I clipped and sawed and clipped and hacked. Stepped back to check the shape, snipped a little more. And all the while I was thinking about how much I like rosemary – its scent, its taste, its folklore. It has been known to repel witches and to divine the future. And it is, of course, for remembrance.
Which may be why, at some point when I paused to wipe my forehead, I remembered what my friend James had told me. James is a gardener, a rather well-known one now, and when he came to Sandhill and saw my rosemary he smiled and said, “You know, rosemary grows where strong women live.”
My next thought was, And sometimes it grows out of control. I stopped short, clippers dangling from my wrist. Is it possible that strength, too, can grow out of control? That being the competent one, the capable, dependable, reliable one can eventually, ultimately, finally become untenable?
I could see it now. The winter just past had not been only about cold and dark, but also about loss – consecutive, repetitive, chronic loss. And in the throes of competence and reliability, I had become like the rosemary, sprawling in all directions. I had run awkwardly over the boundaries that were meant to shape me, had tried to take over adjacent acreage by solving problems that weren’t mine, offering assistance that wasn’t needed. I did too much. I was too much. I was too strong.

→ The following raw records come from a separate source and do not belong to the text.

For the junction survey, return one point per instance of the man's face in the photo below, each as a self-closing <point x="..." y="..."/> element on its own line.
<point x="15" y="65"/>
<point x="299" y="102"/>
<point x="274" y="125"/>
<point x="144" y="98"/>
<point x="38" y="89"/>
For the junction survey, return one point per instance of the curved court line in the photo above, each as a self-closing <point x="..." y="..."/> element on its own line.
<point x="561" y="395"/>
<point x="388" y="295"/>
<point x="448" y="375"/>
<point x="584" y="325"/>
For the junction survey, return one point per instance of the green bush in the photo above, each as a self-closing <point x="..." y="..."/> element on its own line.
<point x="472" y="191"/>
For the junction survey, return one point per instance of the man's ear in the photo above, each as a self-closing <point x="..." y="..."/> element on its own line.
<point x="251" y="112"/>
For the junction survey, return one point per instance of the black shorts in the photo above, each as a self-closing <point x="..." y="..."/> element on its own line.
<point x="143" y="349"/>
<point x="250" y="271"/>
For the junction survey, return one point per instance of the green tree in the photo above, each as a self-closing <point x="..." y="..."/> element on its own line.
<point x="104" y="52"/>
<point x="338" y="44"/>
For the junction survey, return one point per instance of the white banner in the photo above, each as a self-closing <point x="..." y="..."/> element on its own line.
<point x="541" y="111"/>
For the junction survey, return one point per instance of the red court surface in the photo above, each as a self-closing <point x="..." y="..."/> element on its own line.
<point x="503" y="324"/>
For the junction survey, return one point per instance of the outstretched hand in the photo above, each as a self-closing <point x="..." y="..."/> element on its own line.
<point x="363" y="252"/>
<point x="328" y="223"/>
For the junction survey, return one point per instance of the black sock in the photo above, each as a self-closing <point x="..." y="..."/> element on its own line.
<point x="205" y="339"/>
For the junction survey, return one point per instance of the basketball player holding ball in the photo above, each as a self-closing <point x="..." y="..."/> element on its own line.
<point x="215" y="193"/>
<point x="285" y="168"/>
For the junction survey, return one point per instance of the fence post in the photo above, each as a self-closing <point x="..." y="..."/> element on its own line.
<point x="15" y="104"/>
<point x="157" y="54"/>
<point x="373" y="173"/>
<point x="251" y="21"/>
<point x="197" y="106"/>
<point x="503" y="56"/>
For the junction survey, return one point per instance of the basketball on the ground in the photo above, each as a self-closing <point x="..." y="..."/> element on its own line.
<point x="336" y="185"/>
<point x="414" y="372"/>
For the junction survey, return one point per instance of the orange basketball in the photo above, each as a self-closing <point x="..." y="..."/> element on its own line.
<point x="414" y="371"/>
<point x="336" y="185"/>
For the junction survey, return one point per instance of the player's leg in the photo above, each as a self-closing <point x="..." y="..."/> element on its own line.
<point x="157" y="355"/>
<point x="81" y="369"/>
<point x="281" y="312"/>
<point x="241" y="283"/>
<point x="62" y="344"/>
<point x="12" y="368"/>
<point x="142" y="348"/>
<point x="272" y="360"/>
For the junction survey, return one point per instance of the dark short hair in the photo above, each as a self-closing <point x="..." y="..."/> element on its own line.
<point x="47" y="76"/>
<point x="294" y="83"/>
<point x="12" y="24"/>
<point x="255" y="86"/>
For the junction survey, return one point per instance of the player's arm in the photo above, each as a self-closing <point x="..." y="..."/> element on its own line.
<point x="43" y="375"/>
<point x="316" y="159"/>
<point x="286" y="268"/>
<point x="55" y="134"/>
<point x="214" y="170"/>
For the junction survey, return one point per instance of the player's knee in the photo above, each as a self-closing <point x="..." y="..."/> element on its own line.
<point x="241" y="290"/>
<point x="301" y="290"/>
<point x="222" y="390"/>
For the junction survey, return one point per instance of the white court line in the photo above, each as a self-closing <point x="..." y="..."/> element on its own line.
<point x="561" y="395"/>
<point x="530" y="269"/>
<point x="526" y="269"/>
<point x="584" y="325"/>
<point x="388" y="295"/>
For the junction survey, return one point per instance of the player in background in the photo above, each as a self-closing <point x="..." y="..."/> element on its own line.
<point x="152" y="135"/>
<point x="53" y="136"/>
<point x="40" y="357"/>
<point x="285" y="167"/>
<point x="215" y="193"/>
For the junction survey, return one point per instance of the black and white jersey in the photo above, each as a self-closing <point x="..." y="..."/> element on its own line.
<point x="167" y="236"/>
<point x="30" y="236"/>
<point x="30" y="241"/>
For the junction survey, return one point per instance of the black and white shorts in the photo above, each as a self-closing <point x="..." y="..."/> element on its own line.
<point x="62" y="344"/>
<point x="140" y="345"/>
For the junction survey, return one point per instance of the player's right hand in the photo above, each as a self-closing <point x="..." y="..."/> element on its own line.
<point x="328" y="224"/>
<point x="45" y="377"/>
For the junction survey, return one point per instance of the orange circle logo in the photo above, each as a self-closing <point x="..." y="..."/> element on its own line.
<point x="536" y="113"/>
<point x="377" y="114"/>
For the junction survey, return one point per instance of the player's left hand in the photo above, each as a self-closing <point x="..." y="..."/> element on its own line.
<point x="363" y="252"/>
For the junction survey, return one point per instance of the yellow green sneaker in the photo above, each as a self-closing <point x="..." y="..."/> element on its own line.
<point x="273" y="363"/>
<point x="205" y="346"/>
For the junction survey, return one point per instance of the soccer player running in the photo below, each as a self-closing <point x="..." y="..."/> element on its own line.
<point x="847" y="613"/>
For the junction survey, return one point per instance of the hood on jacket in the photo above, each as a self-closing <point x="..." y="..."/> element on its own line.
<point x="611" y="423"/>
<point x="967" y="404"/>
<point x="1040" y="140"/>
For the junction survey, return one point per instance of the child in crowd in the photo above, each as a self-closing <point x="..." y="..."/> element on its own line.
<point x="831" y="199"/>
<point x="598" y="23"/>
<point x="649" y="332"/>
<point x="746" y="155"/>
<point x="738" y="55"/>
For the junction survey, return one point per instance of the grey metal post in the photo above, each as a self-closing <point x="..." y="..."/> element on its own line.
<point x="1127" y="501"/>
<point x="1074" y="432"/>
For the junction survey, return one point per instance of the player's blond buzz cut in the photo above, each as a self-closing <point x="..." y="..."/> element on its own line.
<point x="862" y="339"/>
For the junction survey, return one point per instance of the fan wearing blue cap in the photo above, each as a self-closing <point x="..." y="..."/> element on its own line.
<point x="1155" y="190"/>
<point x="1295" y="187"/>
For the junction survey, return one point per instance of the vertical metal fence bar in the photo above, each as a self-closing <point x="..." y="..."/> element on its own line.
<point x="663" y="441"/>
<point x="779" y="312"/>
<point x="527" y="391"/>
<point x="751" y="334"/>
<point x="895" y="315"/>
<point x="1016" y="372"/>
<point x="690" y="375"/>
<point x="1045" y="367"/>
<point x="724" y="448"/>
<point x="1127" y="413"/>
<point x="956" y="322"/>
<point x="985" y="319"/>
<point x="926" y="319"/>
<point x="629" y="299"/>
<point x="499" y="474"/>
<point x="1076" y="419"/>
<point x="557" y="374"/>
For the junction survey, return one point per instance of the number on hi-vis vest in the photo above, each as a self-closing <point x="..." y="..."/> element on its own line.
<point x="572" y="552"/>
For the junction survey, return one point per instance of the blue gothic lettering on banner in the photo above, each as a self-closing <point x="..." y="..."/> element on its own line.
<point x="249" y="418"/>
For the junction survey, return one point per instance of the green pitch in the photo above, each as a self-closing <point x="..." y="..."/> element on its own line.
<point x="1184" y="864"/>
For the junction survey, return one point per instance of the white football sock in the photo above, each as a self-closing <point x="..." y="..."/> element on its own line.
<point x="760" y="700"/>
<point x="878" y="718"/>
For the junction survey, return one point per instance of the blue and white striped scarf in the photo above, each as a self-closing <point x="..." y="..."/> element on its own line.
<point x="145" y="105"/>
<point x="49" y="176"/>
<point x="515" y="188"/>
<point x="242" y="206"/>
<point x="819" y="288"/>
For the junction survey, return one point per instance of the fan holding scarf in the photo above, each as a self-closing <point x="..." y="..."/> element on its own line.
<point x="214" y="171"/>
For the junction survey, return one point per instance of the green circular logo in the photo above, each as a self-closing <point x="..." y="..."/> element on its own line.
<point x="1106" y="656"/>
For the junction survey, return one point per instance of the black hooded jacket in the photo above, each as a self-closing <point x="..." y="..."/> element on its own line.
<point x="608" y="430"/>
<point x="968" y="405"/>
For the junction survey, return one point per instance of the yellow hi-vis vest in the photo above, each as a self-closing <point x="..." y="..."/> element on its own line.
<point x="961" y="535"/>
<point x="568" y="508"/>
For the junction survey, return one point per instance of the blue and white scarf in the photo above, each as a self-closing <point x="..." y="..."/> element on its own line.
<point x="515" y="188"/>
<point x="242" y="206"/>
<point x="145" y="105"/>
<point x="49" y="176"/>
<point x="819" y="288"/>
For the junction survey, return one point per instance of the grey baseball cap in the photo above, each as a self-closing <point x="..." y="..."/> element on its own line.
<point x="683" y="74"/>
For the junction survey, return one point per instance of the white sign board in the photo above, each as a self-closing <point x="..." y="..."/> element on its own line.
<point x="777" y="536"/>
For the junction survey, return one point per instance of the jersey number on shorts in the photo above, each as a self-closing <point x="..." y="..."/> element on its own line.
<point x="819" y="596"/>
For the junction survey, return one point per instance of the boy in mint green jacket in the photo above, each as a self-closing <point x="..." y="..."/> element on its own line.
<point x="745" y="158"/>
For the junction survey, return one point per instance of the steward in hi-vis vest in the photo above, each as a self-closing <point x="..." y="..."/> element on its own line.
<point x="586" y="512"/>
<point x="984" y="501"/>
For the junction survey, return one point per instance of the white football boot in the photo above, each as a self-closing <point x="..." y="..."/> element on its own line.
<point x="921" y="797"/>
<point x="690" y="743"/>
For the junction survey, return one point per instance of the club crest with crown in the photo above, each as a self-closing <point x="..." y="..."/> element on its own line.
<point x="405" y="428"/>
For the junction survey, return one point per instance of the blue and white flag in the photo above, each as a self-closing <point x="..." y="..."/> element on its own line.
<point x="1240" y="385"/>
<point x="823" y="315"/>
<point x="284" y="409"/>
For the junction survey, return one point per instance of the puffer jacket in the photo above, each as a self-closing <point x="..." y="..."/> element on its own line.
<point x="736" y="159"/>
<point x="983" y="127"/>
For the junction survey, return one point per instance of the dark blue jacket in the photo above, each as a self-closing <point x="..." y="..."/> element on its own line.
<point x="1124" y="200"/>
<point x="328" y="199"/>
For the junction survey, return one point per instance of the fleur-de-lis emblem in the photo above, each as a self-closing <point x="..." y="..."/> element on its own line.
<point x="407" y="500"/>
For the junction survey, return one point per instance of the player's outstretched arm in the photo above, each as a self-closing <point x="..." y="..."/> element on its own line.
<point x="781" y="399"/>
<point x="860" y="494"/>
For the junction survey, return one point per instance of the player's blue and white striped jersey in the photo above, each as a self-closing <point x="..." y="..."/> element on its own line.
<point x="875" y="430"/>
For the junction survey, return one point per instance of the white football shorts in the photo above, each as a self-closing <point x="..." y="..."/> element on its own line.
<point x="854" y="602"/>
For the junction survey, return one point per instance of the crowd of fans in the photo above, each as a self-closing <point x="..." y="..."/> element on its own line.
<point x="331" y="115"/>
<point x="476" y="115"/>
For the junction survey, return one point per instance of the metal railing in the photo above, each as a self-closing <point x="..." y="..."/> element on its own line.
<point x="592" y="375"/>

I stared down at the rosemary and the raw, blunt edges of the branches I had so brutally cut. For a moment I wondered if I’d done the right thing. What had been full and lush was ragged and puny. I bent down low and took a breath. My lungs expanded with the scent of evergreen. Ever green. Always green.
It is hard to wield the saw on yourself. Hard to step back and check the progress. Hard to make the first pass. So you start by taking a deep breath. For remembrance. And then you go sit on the porch and stare at the moon.